デジタル化の成功例は
メディアで報じられるが…

 近年、デジタル化に成功した企業は、「旧態依然とした企業風土から脱却した成功例」としてメディアで好意的に報じられる傾向にある。

「A社は○○というシステムを導入した結果、営業における投資対効果が20%上昇した」
「B社は○○というシステムを使うことで、マーケティングにおける費用対効果が15%改善し、人件費も下がった」

 このような事例が出回ると、「うちも他社を参考にしなければ」という経営者が増えることは想像に難くない。「他社に負けず、より良い方法を使わねばならない」という、いわば「ベストプラクティス至上主義」に陥ってしまうのだ。

 一方、デジタル化に失敗した事例や、「実はアナログな業務プロセスの方が優れていた」というケースは、訴訟やトラブルに発展しない限り表沙汰にならない。

 このように「成功例ばかりが目立つ」という情報の非対称性が、顧客企業における「デジタル化至上主義」を加速させる。それによってニーズが生まれ、多くのコンサルタントがデジタル化を勧めるという悪循環を生み出しているのである。

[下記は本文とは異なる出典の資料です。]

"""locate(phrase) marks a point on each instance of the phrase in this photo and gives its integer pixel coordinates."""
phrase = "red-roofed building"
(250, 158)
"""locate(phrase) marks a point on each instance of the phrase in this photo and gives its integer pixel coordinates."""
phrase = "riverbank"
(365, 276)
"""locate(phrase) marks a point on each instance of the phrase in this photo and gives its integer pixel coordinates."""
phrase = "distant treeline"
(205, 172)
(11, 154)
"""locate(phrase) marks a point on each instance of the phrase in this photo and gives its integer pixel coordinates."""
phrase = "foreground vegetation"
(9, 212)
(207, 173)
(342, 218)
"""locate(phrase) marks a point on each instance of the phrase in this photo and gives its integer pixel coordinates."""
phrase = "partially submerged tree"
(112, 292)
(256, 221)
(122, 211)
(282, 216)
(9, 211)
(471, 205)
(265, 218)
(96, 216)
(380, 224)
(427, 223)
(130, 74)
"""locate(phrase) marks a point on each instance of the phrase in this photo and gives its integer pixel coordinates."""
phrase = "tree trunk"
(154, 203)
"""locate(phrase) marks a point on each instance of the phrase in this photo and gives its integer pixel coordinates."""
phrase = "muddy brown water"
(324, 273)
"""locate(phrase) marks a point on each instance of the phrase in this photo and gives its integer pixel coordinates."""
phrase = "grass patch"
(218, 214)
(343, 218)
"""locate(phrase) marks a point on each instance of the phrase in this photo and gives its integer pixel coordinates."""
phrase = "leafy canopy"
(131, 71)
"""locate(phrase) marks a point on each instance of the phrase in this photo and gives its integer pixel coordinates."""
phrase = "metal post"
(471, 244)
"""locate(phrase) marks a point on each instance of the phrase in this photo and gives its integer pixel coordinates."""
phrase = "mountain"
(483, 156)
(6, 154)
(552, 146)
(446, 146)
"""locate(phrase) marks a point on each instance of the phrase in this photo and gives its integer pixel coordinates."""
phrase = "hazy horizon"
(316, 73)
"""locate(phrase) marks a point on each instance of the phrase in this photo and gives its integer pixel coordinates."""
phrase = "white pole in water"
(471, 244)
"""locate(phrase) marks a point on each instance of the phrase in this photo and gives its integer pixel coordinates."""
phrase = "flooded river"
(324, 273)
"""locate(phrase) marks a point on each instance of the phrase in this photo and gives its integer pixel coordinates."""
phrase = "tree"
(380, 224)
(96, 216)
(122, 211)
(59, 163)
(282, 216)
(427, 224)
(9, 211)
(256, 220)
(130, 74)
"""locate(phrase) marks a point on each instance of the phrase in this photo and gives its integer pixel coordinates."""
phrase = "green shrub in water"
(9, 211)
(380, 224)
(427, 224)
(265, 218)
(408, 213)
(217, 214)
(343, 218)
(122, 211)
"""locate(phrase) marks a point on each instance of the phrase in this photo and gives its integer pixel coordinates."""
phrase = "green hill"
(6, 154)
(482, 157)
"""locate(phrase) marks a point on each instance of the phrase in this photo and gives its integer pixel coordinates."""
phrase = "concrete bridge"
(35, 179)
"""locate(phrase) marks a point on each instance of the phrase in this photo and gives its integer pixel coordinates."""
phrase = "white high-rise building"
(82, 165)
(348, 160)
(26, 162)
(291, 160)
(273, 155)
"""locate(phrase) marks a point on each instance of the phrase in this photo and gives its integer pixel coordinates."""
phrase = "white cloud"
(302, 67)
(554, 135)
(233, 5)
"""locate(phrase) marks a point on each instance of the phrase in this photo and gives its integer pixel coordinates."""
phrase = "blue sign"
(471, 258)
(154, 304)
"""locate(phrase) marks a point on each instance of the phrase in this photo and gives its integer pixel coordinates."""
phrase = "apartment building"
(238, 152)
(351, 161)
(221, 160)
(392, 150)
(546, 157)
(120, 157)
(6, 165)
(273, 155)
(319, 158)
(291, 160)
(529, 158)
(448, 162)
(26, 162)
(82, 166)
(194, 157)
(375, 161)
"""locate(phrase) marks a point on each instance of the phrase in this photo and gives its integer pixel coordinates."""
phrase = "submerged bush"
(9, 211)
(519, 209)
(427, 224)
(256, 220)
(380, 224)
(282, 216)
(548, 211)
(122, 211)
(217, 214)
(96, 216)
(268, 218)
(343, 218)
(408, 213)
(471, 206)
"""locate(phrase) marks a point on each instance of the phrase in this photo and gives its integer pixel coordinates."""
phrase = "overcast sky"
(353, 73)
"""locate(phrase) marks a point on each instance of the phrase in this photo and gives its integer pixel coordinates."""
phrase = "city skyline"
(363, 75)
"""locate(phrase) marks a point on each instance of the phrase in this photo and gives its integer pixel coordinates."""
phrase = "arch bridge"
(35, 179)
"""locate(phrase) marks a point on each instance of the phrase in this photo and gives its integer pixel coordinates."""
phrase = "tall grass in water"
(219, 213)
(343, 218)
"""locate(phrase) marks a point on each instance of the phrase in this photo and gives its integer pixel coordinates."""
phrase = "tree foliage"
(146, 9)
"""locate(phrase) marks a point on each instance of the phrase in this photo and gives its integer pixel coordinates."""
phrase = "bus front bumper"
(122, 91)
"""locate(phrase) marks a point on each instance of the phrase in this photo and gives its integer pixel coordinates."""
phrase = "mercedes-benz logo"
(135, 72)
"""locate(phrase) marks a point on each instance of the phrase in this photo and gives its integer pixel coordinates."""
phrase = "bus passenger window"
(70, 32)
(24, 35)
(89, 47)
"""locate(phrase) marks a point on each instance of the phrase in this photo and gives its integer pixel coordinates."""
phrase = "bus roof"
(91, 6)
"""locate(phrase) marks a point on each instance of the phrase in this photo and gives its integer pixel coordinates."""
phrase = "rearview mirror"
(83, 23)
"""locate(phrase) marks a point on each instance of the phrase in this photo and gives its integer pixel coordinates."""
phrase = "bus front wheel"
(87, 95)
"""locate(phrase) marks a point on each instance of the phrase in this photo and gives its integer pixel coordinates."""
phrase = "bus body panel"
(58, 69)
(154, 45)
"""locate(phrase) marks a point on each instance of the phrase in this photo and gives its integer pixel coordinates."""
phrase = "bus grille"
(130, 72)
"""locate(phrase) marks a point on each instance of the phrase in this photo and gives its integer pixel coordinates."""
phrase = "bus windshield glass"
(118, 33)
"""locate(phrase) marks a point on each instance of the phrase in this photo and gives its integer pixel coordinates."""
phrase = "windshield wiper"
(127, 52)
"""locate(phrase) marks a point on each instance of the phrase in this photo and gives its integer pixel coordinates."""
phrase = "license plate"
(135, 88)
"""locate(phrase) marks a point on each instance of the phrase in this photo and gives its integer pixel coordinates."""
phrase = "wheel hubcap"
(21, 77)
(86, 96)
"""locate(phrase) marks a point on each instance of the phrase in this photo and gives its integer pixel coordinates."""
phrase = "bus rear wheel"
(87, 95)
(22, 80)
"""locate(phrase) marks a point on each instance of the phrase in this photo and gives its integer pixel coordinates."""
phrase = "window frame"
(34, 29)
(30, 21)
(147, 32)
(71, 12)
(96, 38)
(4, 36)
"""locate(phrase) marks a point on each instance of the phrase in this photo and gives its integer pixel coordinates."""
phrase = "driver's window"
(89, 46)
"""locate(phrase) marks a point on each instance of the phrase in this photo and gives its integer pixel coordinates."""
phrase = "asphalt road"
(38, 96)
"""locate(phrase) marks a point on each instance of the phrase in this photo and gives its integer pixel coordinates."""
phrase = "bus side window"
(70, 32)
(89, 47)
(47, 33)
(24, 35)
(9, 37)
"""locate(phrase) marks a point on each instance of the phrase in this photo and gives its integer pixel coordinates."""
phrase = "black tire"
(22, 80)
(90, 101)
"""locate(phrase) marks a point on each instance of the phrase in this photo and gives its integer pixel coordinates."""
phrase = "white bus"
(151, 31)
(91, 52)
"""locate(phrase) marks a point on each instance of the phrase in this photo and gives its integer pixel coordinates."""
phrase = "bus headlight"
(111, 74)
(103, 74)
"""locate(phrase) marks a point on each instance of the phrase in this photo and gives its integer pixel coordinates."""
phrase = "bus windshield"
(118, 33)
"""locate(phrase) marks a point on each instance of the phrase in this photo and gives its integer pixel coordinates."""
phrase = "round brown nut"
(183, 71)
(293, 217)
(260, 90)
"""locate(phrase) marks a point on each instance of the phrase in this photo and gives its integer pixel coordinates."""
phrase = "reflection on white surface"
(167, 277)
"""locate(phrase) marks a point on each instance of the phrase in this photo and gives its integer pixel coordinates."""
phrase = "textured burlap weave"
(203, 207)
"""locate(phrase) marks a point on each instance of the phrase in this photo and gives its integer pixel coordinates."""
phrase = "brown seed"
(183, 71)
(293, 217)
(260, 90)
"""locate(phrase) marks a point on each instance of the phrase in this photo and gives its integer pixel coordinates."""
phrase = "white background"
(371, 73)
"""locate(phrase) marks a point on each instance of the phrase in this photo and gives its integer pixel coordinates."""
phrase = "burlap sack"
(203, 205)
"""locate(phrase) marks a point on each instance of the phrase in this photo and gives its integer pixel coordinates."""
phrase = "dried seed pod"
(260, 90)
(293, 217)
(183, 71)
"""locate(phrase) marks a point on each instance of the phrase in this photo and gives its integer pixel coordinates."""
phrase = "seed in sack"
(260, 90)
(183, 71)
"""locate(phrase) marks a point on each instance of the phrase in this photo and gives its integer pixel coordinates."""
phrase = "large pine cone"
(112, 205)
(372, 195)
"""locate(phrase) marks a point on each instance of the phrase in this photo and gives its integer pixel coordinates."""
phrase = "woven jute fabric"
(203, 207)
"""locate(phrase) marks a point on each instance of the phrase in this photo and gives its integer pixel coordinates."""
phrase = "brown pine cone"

 ただし、デジタル化そのものを否定すべきではない。本連載で何度も述べてきた通り、クライアント企業は全てをコンサルに丸投げするのではなく、どのような施策が自社の課題解決に直結するのかを自分たちで考えるべきである。

コンサル会社からの提案は
「神のお告げ」ではない

 そのための具体的なアプローチとしては、以下の方法が挙げられる。

(1)コンサル会社の利益構造を理解する
(2)人的投資や組織文化の改革が、デジタル化と同じくらい重要であることを経営層が理解する
(3)デジタル化を推進する場合は、複数のコンサル会社から意見を聞き、自社の文化に合うファームを探す
(4)コンサル会社と組む場合も、本格的なデジタル化をいきなり始めるのではなく、事前に小規模なプロジェクトを実施し、効果を測定・検証する

 特定のコンサル会社からの提案を「神のお告げ」のように信じるのではなく、複数社からの提案を俯瞰的に見て、冷静に比較・評価できるか否かが、課題解決の成否を左右する。

 デジタル化は手段であり、目的ではない。事業会社が身の丈に合った投資を続けて着実に成長するには、こうした「批判的思考」が不可欠である。